Maybe fans weren't flying south, but Oriole Park was near-empty nest

September 30, 2004|By PETER SCHMUCK

DIDN'T TAKE LONG for the Orioles' worst relocation fears to be realized. The D.C. Sports & Entertainment Commission drew a bigger crowd for its afternoon news conference yesterday than the O's drew for the first game of their rain-makeup doubleheader against the Toronto Blue Jays.

OK, so maybe I'm exaggerating a little ... maybe this has nothing to do with the impending Expos invasion ... but the stands were so empty at Camden Yards in the early innings of Game 1 that I was able to take a hand count of the crowd in about 10 minutes. There were 1,197 people in their seats at 3:44 p.m.

It was so quiet at the ballpark that you could hear the Oriole Bird moulting in the upper deck, but that had more to do with the weekday afternoon start and the threatening skies and the fact Canada's other struggling baseball team already has a proven history of hurting Orioles attendance.

More fans filtered in throughout the rare one-admission doubleheader - and the Orioles announced a paid crowd of 20,600 - but it's hard to get too excited about the Blue Jays when it looks like they'll become the first team other than the Tampa Bay Devil Rays to finish last in the AL East since the last expansion.

Even with a scaled-down staff, there was one usher, concession worker or maintenance employee at Oriole Park for every five fans in attendance during the first three innings of the afternoon game.

The Boston Red Sox reportedly are upset at the Orioles for questioning the presence of unofficial coach Johnny Pesky in their dugout during last week's series at Fenway Park, but they probably aren't going to get an apology anytime soon.

Director of baseball administration Ed Kenney said yesterday that he actually made the call to the Commissioner's Office about the illegal presence of an extra coach in the Red Sox's dugout, and he'd do it again.

"What if he leaned over and told Orlando Cabrera to look for an inside fastball before he hit that home run to beat us?" Kenney said.

Kenney admits that it was a technical rule violation. The Red Sox had the right to designate Pesky as an additional coach for the month of September and simply failed to make the required phone call, but who's fault is that?

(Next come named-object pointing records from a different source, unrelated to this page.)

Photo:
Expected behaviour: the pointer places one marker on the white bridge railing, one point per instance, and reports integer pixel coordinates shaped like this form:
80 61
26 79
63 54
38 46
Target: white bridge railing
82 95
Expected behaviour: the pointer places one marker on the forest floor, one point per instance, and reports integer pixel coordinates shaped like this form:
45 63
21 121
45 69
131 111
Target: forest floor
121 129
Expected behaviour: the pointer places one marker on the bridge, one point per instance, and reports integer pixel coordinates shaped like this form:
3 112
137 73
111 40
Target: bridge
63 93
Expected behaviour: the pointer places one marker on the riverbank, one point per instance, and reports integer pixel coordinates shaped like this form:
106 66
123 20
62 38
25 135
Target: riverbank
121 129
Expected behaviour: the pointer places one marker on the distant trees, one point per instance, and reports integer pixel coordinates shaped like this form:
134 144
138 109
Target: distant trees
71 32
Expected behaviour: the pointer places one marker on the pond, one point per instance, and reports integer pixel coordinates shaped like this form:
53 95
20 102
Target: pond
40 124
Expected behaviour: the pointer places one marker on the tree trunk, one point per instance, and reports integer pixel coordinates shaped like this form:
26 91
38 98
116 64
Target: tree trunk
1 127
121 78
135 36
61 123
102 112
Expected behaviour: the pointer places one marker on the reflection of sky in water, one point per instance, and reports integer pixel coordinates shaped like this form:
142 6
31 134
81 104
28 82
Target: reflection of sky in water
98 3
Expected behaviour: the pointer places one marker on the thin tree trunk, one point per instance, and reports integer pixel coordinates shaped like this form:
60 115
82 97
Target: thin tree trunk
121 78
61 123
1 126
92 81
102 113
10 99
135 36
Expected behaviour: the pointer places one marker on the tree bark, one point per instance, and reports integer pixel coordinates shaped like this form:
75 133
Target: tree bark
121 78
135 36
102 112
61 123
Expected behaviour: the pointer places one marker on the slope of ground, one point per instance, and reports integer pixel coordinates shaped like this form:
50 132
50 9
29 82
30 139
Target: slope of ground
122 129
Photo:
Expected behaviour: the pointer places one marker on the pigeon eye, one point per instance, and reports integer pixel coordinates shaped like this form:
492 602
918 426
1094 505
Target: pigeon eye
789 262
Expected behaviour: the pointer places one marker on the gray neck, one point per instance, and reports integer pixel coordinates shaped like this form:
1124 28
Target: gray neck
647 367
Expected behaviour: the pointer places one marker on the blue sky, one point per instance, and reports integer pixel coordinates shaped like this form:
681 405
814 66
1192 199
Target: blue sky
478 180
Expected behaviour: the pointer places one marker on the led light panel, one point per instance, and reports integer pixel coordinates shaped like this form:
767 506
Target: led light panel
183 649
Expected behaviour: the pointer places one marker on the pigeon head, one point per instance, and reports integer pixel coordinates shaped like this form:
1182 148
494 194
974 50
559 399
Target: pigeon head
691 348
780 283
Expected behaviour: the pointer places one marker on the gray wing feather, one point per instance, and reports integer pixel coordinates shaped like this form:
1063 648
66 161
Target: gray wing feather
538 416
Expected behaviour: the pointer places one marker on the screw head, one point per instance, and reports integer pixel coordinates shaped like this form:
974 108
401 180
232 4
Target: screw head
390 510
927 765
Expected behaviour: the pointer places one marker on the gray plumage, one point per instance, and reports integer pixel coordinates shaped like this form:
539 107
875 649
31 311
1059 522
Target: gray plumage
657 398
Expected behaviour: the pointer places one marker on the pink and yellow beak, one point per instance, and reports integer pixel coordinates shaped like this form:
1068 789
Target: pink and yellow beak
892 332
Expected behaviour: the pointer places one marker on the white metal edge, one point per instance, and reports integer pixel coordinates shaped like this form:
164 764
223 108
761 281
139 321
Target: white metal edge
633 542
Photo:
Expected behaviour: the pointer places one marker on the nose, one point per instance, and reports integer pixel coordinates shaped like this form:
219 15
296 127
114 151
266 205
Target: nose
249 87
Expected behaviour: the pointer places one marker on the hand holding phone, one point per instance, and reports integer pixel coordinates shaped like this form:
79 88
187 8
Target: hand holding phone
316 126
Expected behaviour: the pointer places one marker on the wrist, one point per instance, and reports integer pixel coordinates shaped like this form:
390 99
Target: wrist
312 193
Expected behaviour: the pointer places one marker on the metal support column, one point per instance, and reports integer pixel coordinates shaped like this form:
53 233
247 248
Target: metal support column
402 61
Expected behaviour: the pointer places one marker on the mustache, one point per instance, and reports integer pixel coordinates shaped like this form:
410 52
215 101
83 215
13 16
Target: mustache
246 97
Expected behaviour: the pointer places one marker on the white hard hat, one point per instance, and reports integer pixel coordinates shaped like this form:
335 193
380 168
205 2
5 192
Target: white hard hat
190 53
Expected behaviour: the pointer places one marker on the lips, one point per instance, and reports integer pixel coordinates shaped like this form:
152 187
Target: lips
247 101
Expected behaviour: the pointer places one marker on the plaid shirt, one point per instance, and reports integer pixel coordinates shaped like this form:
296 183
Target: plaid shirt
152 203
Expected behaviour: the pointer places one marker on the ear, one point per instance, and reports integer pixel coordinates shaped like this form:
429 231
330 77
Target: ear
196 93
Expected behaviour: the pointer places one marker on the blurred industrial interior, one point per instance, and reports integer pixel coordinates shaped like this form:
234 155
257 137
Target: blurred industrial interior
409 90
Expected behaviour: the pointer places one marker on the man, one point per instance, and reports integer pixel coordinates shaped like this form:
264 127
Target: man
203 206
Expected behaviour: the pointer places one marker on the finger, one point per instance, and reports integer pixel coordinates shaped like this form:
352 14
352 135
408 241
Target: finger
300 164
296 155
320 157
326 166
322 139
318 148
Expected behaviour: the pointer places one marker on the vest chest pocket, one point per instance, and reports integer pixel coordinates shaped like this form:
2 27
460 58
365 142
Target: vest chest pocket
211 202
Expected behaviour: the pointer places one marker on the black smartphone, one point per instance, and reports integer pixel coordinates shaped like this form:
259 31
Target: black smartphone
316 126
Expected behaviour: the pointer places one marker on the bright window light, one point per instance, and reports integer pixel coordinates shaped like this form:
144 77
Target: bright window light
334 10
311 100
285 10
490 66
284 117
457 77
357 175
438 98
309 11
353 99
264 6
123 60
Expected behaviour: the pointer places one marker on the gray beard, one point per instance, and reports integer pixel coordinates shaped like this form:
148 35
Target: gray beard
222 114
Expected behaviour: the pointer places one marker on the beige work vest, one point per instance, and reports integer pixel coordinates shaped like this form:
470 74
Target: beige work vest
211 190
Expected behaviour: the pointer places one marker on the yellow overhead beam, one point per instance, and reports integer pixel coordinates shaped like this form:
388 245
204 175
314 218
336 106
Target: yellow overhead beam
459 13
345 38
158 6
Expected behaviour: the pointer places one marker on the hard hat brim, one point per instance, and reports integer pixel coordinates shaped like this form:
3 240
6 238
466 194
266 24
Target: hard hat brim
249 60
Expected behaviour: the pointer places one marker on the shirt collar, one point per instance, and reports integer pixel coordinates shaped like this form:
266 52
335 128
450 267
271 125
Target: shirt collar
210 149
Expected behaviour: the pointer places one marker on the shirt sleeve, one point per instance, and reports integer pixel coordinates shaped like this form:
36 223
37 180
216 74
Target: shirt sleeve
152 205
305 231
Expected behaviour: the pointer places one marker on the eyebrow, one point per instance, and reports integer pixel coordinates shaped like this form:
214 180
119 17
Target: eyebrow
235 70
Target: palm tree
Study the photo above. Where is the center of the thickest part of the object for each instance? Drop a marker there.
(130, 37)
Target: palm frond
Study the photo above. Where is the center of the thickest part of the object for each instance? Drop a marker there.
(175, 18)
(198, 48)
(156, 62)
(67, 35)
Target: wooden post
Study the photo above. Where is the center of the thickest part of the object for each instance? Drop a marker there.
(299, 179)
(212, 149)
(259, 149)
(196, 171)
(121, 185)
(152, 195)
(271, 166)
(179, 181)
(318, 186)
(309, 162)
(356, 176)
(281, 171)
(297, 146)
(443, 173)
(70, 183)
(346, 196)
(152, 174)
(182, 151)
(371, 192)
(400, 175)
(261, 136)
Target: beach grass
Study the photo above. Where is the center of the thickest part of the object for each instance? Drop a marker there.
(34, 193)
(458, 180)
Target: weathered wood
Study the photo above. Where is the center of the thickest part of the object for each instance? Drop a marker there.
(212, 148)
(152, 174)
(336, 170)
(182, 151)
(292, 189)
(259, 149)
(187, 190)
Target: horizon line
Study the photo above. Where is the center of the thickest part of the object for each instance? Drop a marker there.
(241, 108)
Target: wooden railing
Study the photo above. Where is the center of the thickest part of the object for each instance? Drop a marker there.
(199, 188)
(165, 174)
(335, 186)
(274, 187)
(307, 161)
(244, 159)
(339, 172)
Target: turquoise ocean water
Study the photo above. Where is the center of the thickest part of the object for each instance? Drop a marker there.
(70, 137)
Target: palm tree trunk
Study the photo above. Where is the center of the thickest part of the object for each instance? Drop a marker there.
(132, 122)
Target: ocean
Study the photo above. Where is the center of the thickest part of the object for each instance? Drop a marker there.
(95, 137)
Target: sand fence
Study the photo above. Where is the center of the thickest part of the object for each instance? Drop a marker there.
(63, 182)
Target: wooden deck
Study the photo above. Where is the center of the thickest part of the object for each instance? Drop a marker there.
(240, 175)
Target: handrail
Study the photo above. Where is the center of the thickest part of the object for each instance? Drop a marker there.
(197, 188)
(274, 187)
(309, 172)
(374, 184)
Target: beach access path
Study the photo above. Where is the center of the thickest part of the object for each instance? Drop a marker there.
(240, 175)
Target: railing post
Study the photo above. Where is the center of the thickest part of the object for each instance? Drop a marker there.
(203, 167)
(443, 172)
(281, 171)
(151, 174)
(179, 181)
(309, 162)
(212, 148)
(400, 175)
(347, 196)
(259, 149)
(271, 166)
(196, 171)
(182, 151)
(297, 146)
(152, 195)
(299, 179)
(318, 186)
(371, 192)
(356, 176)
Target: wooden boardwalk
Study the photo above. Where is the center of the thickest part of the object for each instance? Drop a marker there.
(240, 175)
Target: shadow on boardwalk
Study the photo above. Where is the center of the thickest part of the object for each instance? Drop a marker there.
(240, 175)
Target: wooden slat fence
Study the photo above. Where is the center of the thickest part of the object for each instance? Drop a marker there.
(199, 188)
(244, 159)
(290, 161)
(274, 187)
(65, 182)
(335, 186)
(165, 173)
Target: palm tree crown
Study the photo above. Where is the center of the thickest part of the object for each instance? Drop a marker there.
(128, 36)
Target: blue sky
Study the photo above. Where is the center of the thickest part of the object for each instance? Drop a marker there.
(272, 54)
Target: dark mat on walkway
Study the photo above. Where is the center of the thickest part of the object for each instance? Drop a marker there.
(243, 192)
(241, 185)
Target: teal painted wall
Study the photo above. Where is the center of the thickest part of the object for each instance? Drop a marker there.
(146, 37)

Congratulations to Miguel Tejada for breaking the Orioles' single-season RBI record during the first game yesterday. He drove in his 143rd run of the year with a single to center in the fifth inning.

The in-house crowd was barely in four figures at the time, but you can be sure that 30 years from now, 2,500 people will claim they were at the game.

The second day of Pro-Am competition at the Constellation Energy Classic at The Hayfields will feature a foursome that includes last year's champion Larry Nelson, honorary tournament chairman Cal Ripken and Gov. Robert L. Ehrlich Jr.

There's a rumor that Nelson's caddy will be a Schmuck. More on that in Sunday's column.

Ripken played with pro Peter Jacobson, Ravens owner Steve Bisciotti and Constellation Energy Group CEO Mayo Shattuck in the first Pro-Am event yesterday. The Champions Tour event begins tomorrow and ends Sunday.

Dozens of readers chimed in on last week's diatribe about Redskins owner Dan Snyder - several taking me to task for making a joke about Dan's height (or lack thereof). Fair comment. It's bush league to make sport of someone's physical characteristics and I wish to apologize to anyone who was offended.

By the way, did you hear that Snyder had his pocket picked recently? Can you imagine anyone stooping that low?

Final thought: New high school columnist Milton Kent is almost as good at self-deprecating humor as I am, but he was way too modest when he said in his inaugural column that he wasn't a very good basketball player as a youth. I did some checking and found out that there were a bunch of sports he wasn't good at in high school.